Fortunately, this is the only case in which a problem occurs. To get around it, we can add a special case to the pseudo code: if a code is not definied, we know the translation is the string translation of the old code plus the first character of that string. The new pseudo code becomes:
add all possible charcodes to the dictionary read code o output o c = o for (each additional code n) if n is not in the translation table w = look up entry for o w = w + c else w = look up entry for n endif output w c = w[0] add o + c to the translation table o = n done
One final comment: while this is a relatively simple algorithm to implement, performance will suffer immensely if you are not careful when implementing the translation table. It is necessary to think about how to properly save space and runtime when writing this code.
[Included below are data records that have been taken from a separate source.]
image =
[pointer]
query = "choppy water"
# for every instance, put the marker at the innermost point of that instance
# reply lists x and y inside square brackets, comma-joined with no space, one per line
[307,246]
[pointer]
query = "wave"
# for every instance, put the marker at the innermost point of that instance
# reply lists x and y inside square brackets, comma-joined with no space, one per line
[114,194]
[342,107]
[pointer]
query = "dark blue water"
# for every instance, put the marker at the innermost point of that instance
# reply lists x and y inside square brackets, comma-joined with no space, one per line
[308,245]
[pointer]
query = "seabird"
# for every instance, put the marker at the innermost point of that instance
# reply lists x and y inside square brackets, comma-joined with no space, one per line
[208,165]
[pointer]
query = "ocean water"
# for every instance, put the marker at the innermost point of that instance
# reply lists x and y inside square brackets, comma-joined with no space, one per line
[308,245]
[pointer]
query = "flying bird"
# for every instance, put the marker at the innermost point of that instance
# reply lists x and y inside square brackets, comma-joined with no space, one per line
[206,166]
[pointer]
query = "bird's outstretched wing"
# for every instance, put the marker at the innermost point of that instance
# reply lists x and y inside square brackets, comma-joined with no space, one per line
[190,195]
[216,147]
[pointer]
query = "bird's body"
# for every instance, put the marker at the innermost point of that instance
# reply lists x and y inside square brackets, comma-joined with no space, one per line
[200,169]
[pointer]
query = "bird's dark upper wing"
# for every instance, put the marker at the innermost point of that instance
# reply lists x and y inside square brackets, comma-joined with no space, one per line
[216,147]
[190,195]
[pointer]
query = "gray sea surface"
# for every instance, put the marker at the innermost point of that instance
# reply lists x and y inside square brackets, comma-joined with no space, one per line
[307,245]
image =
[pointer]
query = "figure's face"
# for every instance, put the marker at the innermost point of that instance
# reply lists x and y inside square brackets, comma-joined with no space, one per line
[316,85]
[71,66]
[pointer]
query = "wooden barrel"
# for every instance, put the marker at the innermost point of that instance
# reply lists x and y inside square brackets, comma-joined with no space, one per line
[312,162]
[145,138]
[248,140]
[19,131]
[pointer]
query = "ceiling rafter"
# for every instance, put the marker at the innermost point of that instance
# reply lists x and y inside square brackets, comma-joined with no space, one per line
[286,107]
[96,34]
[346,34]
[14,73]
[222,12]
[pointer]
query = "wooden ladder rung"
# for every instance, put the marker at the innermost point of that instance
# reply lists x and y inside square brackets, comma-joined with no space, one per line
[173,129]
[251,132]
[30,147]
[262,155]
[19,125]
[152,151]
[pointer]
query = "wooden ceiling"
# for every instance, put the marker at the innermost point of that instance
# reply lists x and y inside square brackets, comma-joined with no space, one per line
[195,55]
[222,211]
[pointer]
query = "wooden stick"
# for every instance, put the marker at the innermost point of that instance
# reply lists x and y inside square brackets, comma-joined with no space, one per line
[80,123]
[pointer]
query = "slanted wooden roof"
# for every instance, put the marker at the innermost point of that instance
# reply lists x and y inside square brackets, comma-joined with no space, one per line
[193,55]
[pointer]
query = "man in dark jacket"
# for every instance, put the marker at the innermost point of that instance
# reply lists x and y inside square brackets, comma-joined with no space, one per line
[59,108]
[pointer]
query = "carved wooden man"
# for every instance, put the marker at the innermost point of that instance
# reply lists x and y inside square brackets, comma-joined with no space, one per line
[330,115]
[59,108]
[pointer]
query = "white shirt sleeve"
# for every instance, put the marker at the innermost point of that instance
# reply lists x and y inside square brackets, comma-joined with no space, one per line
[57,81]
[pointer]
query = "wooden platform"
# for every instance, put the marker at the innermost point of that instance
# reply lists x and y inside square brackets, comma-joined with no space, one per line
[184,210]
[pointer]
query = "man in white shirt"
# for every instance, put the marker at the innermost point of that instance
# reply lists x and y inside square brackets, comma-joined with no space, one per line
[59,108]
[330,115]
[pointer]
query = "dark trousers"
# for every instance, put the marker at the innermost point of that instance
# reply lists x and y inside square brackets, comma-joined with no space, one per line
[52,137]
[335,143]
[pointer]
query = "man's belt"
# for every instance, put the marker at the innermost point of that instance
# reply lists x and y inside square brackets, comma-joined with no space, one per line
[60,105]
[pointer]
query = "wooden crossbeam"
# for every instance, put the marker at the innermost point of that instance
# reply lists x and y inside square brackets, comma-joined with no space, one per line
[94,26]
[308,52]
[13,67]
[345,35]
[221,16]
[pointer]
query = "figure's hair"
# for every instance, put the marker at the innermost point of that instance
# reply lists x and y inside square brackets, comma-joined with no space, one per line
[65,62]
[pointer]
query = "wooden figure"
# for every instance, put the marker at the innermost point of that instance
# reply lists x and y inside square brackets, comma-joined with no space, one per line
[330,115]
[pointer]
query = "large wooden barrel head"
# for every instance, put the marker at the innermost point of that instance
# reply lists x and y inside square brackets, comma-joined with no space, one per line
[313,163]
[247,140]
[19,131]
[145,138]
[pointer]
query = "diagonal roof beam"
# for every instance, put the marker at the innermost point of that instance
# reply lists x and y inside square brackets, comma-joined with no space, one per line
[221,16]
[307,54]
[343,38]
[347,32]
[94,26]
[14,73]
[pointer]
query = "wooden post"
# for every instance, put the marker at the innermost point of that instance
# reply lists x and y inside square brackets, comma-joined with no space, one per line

Your tasks for this part include the following:
compress (infile: string) (outfile: string) (fixed: bool)
(maxsize: int): unit. infile
and outfile give the path location of
the input and output files respectively. fixed
specifies whether the codes the compressed
file have a fixed or variable bit length. In the example above, we
used a fixed length of 12; however, a better scheme would be to use variable
code lengths, increasing the number of bits as values are added to the
dictionary. For instance, if there are fewer than 256 entries in the
table, we should only write 8 bit codes to the out file; once we add another
element to the dictionary, however, we should start using 9 bit codes for
all outputs (including those which were previously 8 bits). Finally,
maxsize specifies the maximum number
of entries we can add to the dictionary.
Implement
decompress (infile: string) (outfile: string) (fixed: bool) (maxsize:
int): unit. Arguments here
have the same meanings as specified above.
To do: turn in the solution in the file lzw.ml. You are not expected to modify lzw.mli
In order to complete this task, you will need to be able to manipulate binary files. The basic ocaml installation provides limited support for this, so we recommend you make use the ocaml-extlib library, which includes a module IO containing many useful functions for reading and writing bitstrings of variable length. Extract the contents of the ExtLib archive to your "Objective Caml/lib" directory, and then run ocaml install.ml from the command line. When this is done, you can load the library into the ocaml toplevel using #load "extlib.cma". Functions for opening and closing files can be found in the pervasives module of the core ocaml library.